My Original Pronunciation Accent
It's getting there, I think. It keeps on swaying from Northern Irish to an odd West Country lilt, and sometimes Geordie. It's a mixture of all sorts, actually; I’ve never heard anything like the OP accent on the tape before, so I find myself grabbing onto pieces of accents that I have heard. When you do that, things get a bit messed up because you’re trying to speak so many accents at once. There's a lot of Scottish in there too, because that's my own accent.
From what David Crystal has said about the quite casual way Elizabethans might have pronounced some words, the OP accent should make the play quicker. They dropped some letters (like I said about the –g) and elided other sounds together. They weren't as ‘proper’ about saying words, if you compare Early Modern English to a modern RP accent. I suppose that might change which words we stress in a line… it’ll be interesting to find out. In theory, the play could change a lot because everyone is talking in different voices... I don’t think it will change too drastically though.
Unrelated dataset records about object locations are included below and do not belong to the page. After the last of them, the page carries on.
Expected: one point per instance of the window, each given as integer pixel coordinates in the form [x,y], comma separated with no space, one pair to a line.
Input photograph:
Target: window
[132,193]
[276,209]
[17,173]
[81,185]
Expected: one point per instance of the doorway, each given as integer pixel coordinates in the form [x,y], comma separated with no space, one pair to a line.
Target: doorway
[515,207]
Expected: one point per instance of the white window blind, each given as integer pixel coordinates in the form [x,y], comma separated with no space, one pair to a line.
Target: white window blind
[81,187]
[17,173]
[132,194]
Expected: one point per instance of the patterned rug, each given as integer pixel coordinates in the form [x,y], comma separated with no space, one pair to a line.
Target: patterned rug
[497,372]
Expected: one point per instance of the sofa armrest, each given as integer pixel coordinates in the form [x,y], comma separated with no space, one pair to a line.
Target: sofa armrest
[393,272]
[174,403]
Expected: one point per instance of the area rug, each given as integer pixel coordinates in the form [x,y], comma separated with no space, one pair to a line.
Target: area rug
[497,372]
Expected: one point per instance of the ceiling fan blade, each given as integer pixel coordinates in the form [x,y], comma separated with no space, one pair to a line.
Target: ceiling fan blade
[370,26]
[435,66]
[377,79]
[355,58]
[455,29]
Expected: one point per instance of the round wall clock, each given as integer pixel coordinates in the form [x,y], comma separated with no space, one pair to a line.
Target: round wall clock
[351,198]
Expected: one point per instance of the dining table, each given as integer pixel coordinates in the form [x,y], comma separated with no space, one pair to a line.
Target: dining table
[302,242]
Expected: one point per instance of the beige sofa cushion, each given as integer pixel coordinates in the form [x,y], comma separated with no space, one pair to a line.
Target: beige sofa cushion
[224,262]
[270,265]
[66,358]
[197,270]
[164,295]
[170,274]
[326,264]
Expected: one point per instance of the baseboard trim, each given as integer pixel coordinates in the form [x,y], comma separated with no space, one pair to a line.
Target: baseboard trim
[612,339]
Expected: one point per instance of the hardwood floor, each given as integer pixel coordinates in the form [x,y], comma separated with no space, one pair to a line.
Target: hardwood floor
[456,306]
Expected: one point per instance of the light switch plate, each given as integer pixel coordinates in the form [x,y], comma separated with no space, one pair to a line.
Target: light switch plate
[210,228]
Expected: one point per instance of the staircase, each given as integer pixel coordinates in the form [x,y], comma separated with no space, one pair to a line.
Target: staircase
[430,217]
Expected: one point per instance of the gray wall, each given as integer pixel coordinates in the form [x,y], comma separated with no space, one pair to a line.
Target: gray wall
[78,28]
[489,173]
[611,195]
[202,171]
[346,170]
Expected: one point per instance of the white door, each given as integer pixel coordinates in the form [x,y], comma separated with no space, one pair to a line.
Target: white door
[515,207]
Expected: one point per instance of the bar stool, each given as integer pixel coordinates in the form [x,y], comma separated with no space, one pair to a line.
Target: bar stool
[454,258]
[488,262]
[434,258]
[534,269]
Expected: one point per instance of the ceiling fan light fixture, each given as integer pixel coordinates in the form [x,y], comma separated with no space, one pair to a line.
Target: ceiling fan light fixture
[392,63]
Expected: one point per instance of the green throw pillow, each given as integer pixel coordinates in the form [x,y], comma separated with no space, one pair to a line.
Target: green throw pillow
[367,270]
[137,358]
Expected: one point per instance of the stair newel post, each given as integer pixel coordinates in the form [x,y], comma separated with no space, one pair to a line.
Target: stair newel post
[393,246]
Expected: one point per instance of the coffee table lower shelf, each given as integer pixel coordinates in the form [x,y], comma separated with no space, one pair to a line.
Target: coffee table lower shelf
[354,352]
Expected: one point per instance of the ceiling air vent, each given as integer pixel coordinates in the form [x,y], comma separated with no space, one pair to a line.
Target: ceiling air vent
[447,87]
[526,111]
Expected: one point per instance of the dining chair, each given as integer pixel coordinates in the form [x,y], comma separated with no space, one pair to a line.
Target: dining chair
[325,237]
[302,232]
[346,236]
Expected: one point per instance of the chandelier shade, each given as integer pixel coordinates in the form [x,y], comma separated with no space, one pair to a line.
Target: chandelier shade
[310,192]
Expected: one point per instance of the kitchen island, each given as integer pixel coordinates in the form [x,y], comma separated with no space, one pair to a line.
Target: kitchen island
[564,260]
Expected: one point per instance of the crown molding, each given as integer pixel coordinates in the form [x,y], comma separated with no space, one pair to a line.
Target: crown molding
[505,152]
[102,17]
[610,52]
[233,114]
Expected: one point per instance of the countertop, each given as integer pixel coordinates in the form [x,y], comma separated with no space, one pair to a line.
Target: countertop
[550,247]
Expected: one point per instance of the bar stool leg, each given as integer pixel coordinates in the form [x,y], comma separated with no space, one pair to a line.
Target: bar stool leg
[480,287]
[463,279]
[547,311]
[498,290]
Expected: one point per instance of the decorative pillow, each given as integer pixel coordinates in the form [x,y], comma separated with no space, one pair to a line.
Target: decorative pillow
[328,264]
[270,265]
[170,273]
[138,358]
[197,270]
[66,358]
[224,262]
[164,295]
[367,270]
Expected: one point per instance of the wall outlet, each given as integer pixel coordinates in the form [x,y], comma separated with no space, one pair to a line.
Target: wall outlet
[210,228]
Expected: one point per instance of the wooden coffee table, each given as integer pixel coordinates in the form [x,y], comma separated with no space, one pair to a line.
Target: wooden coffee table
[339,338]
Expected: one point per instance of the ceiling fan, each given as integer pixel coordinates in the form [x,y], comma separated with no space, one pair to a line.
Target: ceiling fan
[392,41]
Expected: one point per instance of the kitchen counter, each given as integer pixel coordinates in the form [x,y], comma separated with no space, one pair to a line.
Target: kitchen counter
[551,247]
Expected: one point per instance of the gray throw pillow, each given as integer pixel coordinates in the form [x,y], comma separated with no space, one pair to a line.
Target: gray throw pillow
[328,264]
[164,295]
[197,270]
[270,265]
People will still get involved with the story, I hope. At the beginning, there might be some laughter at the strangeness of our voices, but the accents aren't going to turn us into caricatures and I don’t think people will respond to it as such.
At the moment I’m just trying to figure out what the differences are between my accent and this [OP] accent – I’m just trying to get a feeling for it. Perhaps the hardest thing will be communicating the meaning of the lines as well as concentrating on the special differences that make up an OP accent. I’ll have to think ‘What do I mean?’ and ‘How do I say it?’ That might be tricky. I'll have to keep working at it!
To be honest, May until September seems like a long run but time is going so fast. I can’t believe that the Original Pronunciation is at the end of June, and that's not too far off. I suppose there's the Original Pronunciation, then we’re going to Hampton Court Palace -it seems like we've got a lot of things to do. Also, we have a week off whilst Measure for Measure is opening, so it really does break it up. Also, every show feels different and perhaps that's to do with the kind of theatre this is... in amongst all that, I don't think getting stale or bored will be a problem!
These comments are the actor's thoughts or ideas about the part as s/he goes through the rehearsal process – they are simply his/her own interpretations and frequently change as the rehearsal process progresses.